Women’s laughter from Carlos’ other side grabbed his attention. He turned as one of the women lit another cigarette. “Did I tell you, she asked her tablemates. “Carolyn quit smoking? That’s why she won’t join us anymore.”
“How’d she do it?”
Carlos sat back. Their friend stopped smoking cigarettes and eats cold turkeys now instead? he thought. That is strange. A conversation from a third table interrupted his contemplation.
“So last night,” a deep male voice said,” I was about to hit the hay, when CNN ran an interview with some White House aide who began to cry in the middle of the interview.”
“Well, they’re all flying by the seat of their pants,” another voice commented.
I know ‘hit,’ but not ‘hit the hay,’ Carlos said to himself as he typed. Oh, he continued when the translation appeared, why would people hit hay? He laughed. Gringos are very violent. Why don’t they just shoot the hay with their guns? And what is this flying by the chairs of their pants?
“So,” the man went on, “I’m watching this middle-aged man break down on TV and it really upset me. I couldn’t handle it and went to bed. But I couldn’t sleep. I just couldn’t get over it.”
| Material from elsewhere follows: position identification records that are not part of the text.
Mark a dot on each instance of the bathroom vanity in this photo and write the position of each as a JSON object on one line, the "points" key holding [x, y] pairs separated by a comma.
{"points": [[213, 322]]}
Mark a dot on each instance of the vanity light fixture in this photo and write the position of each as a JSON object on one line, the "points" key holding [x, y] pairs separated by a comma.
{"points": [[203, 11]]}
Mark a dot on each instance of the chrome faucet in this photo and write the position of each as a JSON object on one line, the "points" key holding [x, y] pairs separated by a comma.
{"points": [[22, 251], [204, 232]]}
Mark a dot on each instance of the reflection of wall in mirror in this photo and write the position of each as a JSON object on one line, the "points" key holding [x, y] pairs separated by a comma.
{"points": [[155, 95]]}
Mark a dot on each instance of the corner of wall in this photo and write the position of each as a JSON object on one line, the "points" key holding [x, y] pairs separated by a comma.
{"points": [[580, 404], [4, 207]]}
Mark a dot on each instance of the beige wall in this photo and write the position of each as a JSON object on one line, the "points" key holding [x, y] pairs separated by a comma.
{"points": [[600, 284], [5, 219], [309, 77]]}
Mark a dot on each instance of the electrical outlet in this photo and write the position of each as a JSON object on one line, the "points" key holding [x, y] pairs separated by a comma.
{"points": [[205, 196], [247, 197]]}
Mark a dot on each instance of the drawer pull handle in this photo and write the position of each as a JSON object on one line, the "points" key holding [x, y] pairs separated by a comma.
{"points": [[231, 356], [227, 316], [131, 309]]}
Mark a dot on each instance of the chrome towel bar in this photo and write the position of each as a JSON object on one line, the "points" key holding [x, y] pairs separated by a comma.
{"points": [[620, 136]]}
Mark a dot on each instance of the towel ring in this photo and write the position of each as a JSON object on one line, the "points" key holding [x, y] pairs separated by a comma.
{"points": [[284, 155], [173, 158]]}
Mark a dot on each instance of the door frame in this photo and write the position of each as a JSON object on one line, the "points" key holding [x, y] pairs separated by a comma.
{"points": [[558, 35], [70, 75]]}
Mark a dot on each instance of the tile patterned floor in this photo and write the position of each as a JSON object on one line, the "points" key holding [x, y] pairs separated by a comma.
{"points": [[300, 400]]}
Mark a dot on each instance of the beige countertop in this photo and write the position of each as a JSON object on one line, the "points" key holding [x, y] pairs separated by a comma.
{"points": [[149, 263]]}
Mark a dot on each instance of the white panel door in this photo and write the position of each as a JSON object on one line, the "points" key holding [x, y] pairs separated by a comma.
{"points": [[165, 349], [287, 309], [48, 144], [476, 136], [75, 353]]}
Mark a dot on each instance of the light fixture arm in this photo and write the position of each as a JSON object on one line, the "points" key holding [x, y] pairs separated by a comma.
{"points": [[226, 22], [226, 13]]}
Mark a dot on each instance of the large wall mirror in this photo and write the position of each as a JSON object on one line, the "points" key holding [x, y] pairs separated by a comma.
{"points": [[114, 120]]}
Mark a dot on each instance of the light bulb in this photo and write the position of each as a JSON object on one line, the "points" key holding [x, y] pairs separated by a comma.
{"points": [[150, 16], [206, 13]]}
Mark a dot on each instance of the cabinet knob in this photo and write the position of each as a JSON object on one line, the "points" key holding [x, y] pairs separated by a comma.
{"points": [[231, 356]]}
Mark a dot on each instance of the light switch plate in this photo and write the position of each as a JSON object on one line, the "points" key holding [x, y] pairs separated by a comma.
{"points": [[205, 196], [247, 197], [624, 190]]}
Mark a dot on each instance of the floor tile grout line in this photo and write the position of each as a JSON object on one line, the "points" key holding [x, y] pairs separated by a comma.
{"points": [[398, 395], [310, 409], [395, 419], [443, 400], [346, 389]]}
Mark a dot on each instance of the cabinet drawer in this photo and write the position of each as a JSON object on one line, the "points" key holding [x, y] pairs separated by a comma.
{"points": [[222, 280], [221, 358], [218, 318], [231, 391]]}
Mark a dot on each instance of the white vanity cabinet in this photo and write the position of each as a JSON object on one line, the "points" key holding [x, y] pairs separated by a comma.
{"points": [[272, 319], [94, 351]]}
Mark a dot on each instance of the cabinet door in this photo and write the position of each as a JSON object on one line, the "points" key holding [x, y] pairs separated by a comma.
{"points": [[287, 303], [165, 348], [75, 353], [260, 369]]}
Carlos took his dictionary and thumbed to the “D” section. Oh, I didn’t know that. Down also means feathers. But how do you break feathers? And why could the man not get over his bed? How tall are American beds?
Confused by all he had heard, Carlos finished his coffee and packed his belongings. As he stood, the cell phone of the woman with the young Californian neighbor rang. “Hi, Honey,” she answered it. She paused, smiled, and said, “I knew it. Thanks for making my day. I’ll be home soon.”
“What happened?” another lady at the table asked.
“That crazy Madison is already moving out. Going back home. Jim says she hadn’t even completely unpacked. I’m so glad she’s gone.”
As Carlos stepped around the women’s table, the woman who had been peeking at him added with a laugh, “Well, Jeannie, you predicted a short stay. You were right. Elvis has left the building.”
Carlos stopped, a look of understanding washing over his face. He looked at the woman he had caught studying him. “Oh, no. I am not Elvis. My name is Carlos. And we are not in the building. We are outside under the weather,” he said as he turned and walked away.